Now that you have all the meat of what you want to do mapped out, it’s time to put the pieces together and orchestrate an execution plan.

Execution kickoff

We’re doing this!

Get the entire interview committee together and go through the process document. Ensure that everybody is aligned on what each interview is supposed to focus on and what the evaluation criteria are for each of the focus items. Get the team ready to get into execution mode, get them excited!

Kick off the search

Post the req, start getting some resumes

It is advisable to use some sort of system to track incoming resumes and phone screens. A simple google sheet or something advanced such as Jobvite is recommended. You need to make sure everything is tracked to help you track the stats of your hiring funnel.

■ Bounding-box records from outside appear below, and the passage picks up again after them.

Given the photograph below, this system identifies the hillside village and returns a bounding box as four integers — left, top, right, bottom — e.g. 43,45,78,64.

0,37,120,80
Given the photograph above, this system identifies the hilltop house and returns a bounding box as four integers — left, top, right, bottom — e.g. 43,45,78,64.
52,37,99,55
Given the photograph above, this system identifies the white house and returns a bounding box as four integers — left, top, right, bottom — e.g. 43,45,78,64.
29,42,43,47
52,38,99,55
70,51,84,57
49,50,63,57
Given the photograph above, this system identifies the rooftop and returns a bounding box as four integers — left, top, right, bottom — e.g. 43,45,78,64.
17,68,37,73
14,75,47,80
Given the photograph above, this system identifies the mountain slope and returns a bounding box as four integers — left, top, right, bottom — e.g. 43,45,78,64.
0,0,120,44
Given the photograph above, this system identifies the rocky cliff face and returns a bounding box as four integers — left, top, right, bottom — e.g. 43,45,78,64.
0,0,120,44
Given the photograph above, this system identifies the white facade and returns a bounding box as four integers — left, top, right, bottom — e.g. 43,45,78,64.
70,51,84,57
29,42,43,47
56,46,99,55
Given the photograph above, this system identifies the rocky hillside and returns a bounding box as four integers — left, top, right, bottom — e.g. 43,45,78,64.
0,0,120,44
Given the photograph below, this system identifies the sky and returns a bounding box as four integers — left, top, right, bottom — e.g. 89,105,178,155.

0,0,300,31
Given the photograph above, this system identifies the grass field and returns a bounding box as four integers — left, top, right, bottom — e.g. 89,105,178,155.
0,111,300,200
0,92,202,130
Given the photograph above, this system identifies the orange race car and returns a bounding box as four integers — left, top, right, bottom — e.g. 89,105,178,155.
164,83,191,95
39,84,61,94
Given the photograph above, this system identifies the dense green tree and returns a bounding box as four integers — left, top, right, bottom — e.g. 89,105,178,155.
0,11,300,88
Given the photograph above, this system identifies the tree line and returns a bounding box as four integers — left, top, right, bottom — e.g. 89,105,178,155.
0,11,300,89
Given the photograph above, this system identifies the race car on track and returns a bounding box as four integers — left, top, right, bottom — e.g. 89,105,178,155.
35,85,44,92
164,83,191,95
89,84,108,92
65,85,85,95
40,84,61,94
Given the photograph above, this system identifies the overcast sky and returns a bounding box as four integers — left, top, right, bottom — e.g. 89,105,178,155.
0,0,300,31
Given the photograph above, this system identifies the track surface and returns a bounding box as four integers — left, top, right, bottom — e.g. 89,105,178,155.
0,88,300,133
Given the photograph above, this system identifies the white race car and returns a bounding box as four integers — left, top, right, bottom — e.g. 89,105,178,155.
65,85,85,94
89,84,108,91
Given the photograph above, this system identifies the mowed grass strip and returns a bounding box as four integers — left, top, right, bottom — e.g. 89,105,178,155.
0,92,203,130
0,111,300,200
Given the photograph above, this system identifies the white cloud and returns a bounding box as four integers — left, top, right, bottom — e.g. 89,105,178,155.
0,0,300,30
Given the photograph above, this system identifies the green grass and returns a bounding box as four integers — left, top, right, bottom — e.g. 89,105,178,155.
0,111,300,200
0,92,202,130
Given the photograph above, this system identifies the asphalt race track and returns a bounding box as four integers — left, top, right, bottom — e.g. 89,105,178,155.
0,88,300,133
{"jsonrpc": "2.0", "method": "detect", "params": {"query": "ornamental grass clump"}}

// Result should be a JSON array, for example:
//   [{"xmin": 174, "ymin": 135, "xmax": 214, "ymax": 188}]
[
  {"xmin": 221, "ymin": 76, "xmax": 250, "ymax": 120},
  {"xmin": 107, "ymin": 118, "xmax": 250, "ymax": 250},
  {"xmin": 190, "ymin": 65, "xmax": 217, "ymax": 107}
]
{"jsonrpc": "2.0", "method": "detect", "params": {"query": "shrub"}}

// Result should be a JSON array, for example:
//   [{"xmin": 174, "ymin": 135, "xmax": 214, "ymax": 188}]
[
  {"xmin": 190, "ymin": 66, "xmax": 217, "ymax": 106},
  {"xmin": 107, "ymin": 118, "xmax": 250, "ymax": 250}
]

Schedule phone screens and onsite’s

Systematize the scheduling

Make it easy on the recruiting team to schedule phone screens and onsite’s by setting aside blocks of time dedicated to recruiting activities. This enables the recruitment team to get everything scheduled in a speedy and predictable way. Always have a recruiter follow up personally with a candidate to set context for the onsite. I strongly believe that onsite’s should be a one day affair. Going back to our core principle outlined in the the first post, don’t make candidates go through hoops. Given a choice her time is more valuable than your time. Remember that she is your customer.

Most important rule — buy her lunch. Interviews are tiring, don’t starve the candidate! Starving her signifies that you really do not care about her well being. Don’t be that guy.

Post interview

Decide quick

As each interviewer finishes the interview they should immediately write down their feedback about the candidate. Document the areas they were supposed to test and their thoughts on how she did. At the end of the onsite interview , preferable the same day or early the next day, the entire interview team should meet to get an up/down vote on the candidate. The final hiring decision is still the hiring manager’s – but talk through concerns in this huddle. The hiring manager should take this feedback and make the hire/no hire decision immediately.

  • if its no hire — let the candidate know immediately. Don’t waste her time.
  • If its a hire — start working the offer and have it ready as soon as possible.